Steps to reproduce: I created several csv files to run neo4j-admin import. I can't share the files unfortunately. The import runs successfully without errors. In the graph there are: 8 different node labels, 3 relationship types, 700k nodes, 400M relationships. There's a specific relationship csv file (7 GB), containing 399M relationships out of the total ~400M, which leads to this issue. If I don't include that file, everything works fine.

When I operate a simple query e.g. match path = (h)-[r]->(t) where (('Gene' in labels(h)) and ('Gene' in labels(t))) or (('Gene' in labels(h)) and ('Variant' in labels(t))) return id(h), id(t)

I obtain the following error:

NOT PART OF CHAIN! RelationshipTraversalCursor[id=292159681, open state with: denseNode=true, next=292159681, , underlying record=Relationship[292159681,used=true,source=137047,target=271310,type=0,sPrev=292159682,sNext=292159680,tPrev=292196972,tNext=292152117,prop=295162289,!sFirst,!tFirst]]

I also run a consistency check and obtained: Consistency check 2020-12-06 16:35:51.426+0000 ERROR [o.n.c.ConsistencyCheckService] The next property record does not have this record as its previous record.

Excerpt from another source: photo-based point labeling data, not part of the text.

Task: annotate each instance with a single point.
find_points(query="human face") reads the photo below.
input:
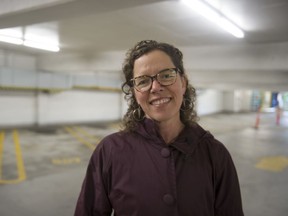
(160, 103)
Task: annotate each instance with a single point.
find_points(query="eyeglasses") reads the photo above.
(165, 77)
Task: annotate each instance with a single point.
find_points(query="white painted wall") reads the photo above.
(237, 101)
(209, 101)
(17, 109)
(66, 107)
(78, 106)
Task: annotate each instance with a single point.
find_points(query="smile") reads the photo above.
(160, 101)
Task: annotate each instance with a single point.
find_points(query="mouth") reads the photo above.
(158, 102)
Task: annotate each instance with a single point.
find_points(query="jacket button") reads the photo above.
(168, 199)
(165, 152)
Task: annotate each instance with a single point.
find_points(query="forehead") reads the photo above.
(152, 62)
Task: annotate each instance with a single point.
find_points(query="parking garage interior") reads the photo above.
(56, 106)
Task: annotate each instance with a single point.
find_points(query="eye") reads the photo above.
(167, 74)
(140, 81)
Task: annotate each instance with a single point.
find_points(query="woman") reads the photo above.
(162, 163)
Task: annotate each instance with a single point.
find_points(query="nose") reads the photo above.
(156, 86)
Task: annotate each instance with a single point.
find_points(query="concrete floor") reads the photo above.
(42, 170)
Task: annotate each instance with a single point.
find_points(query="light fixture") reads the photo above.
(16, 36)
(215, 16)
(43, 46)
(12, 40)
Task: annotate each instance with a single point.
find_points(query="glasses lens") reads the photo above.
(142, 83)
(167, 77)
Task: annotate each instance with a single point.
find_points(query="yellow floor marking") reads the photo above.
(273, 164)
(66, 161)
(19, 160)
(2, 135)
(79, 138)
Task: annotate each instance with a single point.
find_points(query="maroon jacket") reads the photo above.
(137, 174)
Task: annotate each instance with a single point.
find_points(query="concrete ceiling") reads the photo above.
(93, 26)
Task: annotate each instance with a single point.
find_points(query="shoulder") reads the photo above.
(205, 142)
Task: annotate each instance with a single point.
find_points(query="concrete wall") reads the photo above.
(75, 106)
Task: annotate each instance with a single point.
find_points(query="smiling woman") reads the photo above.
(162, 162)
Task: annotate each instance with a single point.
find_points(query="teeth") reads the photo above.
(161, 101)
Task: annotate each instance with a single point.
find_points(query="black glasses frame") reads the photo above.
(155, 78)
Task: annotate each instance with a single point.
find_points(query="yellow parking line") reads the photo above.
(2, 135)
(19, 159)
(80, 139)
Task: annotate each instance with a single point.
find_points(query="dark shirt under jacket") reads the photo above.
(138, 174)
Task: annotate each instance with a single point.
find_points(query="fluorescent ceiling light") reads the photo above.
(215, 16)
(43, 46)
(12, 40)
(33, 39)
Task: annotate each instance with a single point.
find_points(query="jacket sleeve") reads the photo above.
(93, 199)
(227, 190)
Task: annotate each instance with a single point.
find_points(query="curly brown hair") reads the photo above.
(188, 113)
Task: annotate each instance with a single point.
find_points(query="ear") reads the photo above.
(184, 82)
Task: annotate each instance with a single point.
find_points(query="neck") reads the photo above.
(170, 130)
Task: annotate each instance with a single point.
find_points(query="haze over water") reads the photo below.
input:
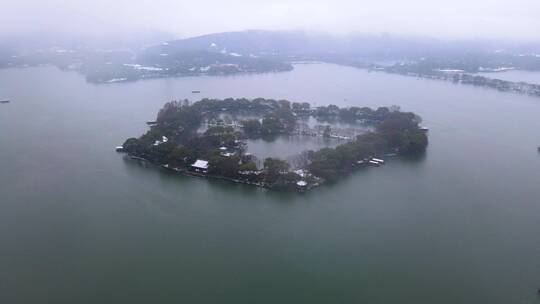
(79, 224)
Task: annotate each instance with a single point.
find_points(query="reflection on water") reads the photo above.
(79, 225)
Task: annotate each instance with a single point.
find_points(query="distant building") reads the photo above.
(200, 166)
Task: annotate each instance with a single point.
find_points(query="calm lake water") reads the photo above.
(515, 75)
(79, 224)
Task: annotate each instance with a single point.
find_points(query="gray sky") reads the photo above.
(502, 19)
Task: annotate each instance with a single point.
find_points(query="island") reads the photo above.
(194, 139)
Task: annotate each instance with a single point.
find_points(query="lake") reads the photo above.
(81, 224)
(515, 75)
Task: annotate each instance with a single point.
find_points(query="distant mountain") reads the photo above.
(282, 44)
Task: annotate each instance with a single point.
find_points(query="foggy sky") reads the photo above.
(457, 19)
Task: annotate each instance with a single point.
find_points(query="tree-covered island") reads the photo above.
(194, 140)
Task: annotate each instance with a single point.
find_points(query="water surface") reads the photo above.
(79, 224)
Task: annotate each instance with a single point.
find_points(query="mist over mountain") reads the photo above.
(300, 43)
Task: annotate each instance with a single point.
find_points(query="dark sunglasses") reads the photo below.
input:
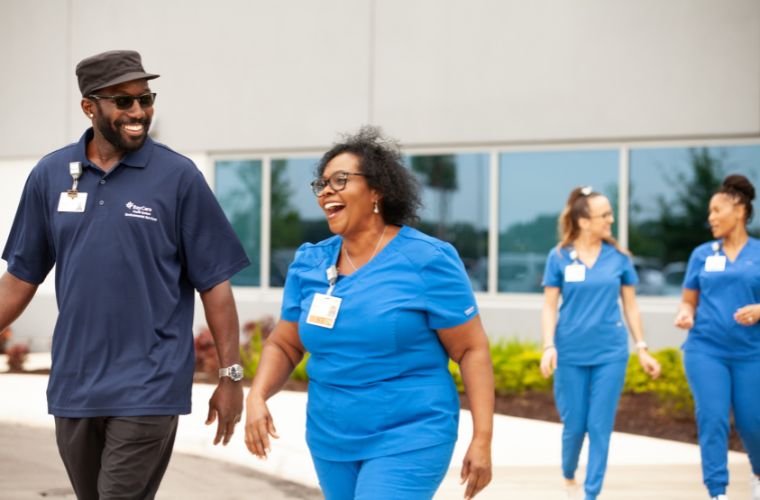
(126, 101)
(336, 181)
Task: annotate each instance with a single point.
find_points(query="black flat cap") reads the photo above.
(110, 68)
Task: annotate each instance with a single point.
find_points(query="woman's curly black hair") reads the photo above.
(741, 189)
(381, 161)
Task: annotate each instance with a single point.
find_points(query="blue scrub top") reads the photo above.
(127, 268)
(721, 293)
(378, 380)
(590, 328)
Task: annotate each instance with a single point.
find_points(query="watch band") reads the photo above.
(234, 372)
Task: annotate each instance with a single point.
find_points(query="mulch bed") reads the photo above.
(639, 414)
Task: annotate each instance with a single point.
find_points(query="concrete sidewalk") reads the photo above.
(526, 453)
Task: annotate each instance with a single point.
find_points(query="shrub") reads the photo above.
(254, 335)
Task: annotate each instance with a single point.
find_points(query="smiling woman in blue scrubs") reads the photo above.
(587, 347)
(381, 307)
(720, 307)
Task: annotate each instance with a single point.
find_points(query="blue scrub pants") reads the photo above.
(718, 385)
(414, 475)
(587, 399)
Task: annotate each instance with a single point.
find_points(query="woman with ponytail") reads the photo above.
(585, 345)
(720, 306)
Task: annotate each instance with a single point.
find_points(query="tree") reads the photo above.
(681, 224)
(439, 173)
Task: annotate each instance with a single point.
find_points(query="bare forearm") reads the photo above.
(15, 295)
(477, 375)
(222, 319)
(274, 370)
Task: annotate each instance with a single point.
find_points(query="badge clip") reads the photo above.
(75, 169)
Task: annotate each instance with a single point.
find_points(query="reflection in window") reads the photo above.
(533, 189)
(238, 188)
(296, 216)
(455, 206)
(670, 189)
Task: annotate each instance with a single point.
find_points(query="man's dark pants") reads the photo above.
(116, 457)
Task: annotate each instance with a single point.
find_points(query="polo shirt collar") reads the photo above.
(138, 159)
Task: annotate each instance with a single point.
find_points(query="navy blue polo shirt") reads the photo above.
(151, 234)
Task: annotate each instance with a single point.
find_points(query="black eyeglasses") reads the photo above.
(125, 101)
(336, 181)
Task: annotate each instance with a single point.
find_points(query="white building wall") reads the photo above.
(267, 76)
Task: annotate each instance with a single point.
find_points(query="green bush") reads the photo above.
(516, 367)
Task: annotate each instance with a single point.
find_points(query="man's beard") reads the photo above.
(111, 133)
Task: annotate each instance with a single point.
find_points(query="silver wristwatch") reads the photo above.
(235, 372)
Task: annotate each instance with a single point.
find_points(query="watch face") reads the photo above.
(236, 372)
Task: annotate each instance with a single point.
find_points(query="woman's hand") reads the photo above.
(258, 426)
(549, 361)
(747, 315)
(650, 365)
(684, 319)
(476, 467)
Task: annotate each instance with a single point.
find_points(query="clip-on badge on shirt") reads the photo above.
(72, 200)
(575, 273)
(324, 310)
(715, 263)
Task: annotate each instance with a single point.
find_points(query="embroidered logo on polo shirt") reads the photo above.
(139, 212)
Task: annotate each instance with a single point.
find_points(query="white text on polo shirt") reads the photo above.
(140, 212)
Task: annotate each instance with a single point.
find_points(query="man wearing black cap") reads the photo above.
(133, 230)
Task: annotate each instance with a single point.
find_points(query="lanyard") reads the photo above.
(716, 248)
(332, 278)
(75, 169)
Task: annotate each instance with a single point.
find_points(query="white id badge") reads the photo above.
(68, 204)
(324, 310)
(575, 273)
(715, 263)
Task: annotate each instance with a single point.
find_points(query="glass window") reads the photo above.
(455, 206)
(238, 188)
(296, 217)
(669, 191)
(533, 189)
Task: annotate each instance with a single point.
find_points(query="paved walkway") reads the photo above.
(526, 453)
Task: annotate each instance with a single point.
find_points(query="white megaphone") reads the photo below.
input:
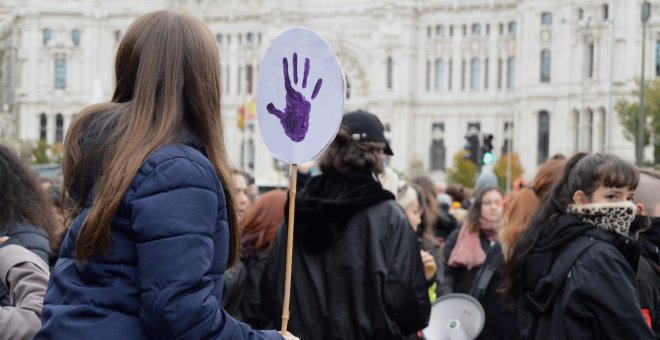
(455, 317)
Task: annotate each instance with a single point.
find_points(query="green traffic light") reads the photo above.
(488, 158)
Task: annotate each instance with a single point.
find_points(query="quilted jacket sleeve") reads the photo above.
(174, 216)
(27, 277)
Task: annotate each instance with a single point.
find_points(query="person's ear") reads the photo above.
(579, 197)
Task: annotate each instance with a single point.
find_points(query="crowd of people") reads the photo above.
(151, 234)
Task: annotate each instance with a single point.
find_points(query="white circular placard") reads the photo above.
(300, 96)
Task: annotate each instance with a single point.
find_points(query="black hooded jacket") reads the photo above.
(357, 270)
(580, 284)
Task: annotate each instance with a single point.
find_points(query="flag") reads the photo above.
(240, 117)
(251, 110)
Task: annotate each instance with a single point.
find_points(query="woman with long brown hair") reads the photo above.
(571, 272)
(517, 215)
(155, 219)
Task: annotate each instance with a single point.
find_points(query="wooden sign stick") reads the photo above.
(289, 248)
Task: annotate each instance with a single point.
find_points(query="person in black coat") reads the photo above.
(517, 214)
(646, 228)
(262, 221)
(571, 274)
(357, 271)
(25, 211)
(466, 247)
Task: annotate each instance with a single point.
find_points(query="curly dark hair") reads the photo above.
(346, 154)
(23, 199)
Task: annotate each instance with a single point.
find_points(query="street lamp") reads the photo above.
(639, 148)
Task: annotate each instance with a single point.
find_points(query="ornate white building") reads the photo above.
(542, 74)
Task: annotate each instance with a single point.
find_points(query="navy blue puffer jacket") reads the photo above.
(163, 275)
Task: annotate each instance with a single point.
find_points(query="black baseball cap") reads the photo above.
(365, 126)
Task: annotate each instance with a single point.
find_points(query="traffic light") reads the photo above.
(488, 157)
(472, 148)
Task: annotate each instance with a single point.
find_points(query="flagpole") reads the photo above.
(245, 137)
(289, 248)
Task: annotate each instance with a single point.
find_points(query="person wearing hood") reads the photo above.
(646, 229)
(571, 273)
(357, 270)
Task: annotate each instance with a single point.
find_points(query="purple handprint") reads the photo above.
(295, 118)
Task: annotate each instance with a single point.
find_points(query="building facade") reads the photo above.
(541, 76)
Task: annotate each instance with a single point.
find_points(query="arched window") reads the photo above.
(545, 66)
(390, 70)
(60, 73)
(43, 126)
(474, 74)
(75, 37)
(511, 76)
(59, 128)
(546, 19)
(47, 35)
(428, 75)
(248, 78)
(439, 73)
(476, 29)
(544, 137)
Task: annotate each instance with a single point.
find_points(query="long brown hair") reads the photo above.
(168, 78)
(520, 210)
(262, 221)
(581, 172)
(431, 209)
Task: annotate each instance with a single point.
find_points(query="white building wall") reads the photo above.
(364, 33)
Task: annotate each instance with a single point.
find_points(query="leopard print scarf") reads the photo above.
(614, 217)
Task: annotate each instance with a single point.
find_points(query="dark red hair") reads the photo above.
(262, 221)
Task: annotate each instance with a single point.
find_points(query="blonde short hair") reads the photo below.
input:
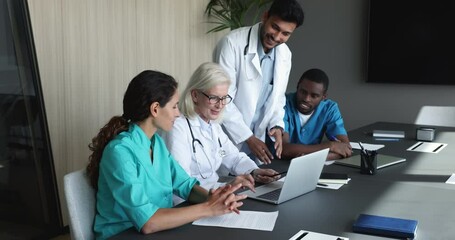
(206, 76)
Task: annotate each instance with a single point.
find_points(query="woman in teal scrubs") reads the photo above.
(133, 172)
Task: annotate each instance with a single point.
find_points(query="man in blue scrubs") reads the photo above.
(309, 115)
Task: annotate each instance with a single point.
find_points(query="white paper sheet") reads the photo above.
(428, 147)
(367, 146)
(264, 221)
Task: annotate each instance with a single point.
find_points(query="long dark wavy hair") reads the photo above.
(146, 88)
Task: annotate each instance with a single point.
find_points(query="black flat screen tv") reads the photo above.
(411, 42)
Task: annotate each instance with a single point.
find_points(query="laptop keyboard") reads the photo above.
(273, 195)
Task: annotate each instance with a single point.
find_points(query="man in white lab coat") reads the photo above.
(259, 62)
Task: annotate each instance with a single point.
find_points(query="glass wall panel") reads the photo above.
(29, 206)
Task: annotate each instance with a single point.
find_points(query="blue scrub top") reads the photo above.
(131, 188)
(326, 119)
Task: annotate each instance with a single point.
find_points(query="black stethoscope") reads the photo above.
(196, 142)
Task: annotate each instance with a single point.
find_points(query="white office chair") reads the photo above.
(436, 116)
(81, 201)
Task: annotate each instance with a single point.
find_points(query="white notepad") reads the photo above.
(383, 161)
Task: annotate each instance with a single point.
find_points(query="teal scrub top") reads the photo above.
(132, 187)
(326, 119)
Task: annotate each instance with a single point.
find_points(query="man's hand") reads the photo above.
(260, 150)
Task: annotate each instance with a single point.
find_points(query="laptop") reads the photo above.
(302, 177)
(383, 161)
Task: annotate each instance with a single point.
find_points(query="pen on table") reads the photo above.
(361, 147)
(301, 236)
(387, 139)
(416, 146)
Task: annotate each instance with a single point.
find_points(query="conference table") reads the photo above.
(414, 189)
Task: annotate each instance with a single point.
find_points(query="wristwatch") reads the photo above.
(278, 127)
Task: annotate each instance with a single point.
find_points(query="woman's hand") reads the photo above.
(265, 175)
(223, 200)
(246, 180)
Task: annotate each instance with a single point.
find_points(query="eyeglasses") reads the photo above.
(215, 99)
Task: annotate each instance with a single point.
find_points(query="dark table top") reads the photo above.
(414, 189)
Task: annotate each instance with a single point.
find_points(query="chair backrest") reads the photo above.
(81, 202)
(436, 116)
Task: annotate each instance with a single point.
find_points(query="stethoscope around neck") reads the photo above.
(196, 142)
(245, 50)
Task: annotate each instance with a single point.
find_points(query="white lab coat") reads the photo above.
(179, 143)
(246, 75)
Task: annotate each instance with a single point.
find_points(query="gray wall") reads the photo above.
(333, 38)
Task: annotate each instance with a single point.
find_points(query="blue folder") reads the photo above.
(385, 226)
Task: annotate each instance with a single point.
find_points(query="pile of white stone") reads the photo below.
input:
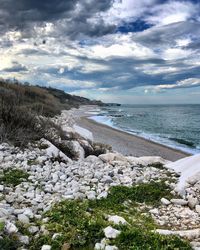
(53, 176)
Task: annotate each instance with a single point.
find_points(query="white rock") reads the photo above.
(23, 219)
(165, 201)
(154, 211)
(192, 202)
(110, 232)
(180, 202)
(102, 195)
(117, 220)
(11, 228)
(189, 234)
(197, 208)
(56, 235)
(99, 246)
(3, 213)
(93, 159)
(33, 229)
(83, 132)
(28, 212)
(1, 188)
(46, 247)
(111, 248)
(24, 239)
(91, 195)
(109, 157)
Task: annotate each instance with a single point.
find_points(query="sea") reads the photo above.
(176, 126)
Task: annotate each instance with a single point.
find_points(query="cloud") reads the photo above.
(15, 67)
(186, 83)
(101, 46)
(173, 12)
(54, 17)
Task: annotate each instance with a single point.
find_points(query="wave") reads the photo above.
(176, 143)
(183, 141)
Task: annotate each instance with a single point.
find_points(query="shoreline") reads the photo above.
(126, 143)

Property[1756984,used=true,prev=-1,next=1703993, (blocks not loaded)] Inconsistent with: Property[1703993,used=true,prev=1703992,next=1703994, (blocks not loaded)] 2020-12-06 16:35:51.446+0000 ERROR [o.n.c.ConsistencyCheckService] The referenced property record is not the first in its property chain. RecordNodeCursor[id=201948, open state with: highMark=-1, next=-1, underlying record=Node[201948,used=true,created=false,group=202324,prop=1757084,labels=Inline(0x2000180001:[1, 6]),light]] Inconsistent with: Property[1757084,used=true,prev=4294902015,next=1757085, (blocks not loaded)] 2020-12-06 16:35:51.465+0000 ERROR [o.n.c.ConsistencyCheckService] The next property record does not have this record as its previous record. Property[2300852,used=true,prev=2300851,next=2300853, (blocks not loaded)] Inconsistent with: Property[2300853,used=true,prev=7092,next=-1, (blocks not loaded)] 2020-12-06 16:35:51.764+0000 ERROR [o.n.c.ConsistencyCheckService] The property chain contains multiple properties that have the same property key id, which means that the entity has at least one duplicate property. RecordNodeCursor[id=311733, open state with: highMark=-1, next=-1, underlying record=Node[311733,used=true,created=false,rel=399531100,prop=1286730,labels=Inline(0x2000100002:[2, 4]),light]] 2020-12-06 16:35:51.765+0000 ERROR [o.n.c.ConsistencyCheckService] The next property record does not have this record as its previous record. Property[1290137,used=true,prev=1290136,next=1290140, (blocks not loaded)] Inconsistent with: Property[1290140,used=true,prev=1245337,next=1290141, (blocks not loaded)] Consistency checking failed.Full consistency check did not complete

Can someone please explain what this means? Does it imply something goes wrong in the import? If yes, I'd expect an error message in the import process.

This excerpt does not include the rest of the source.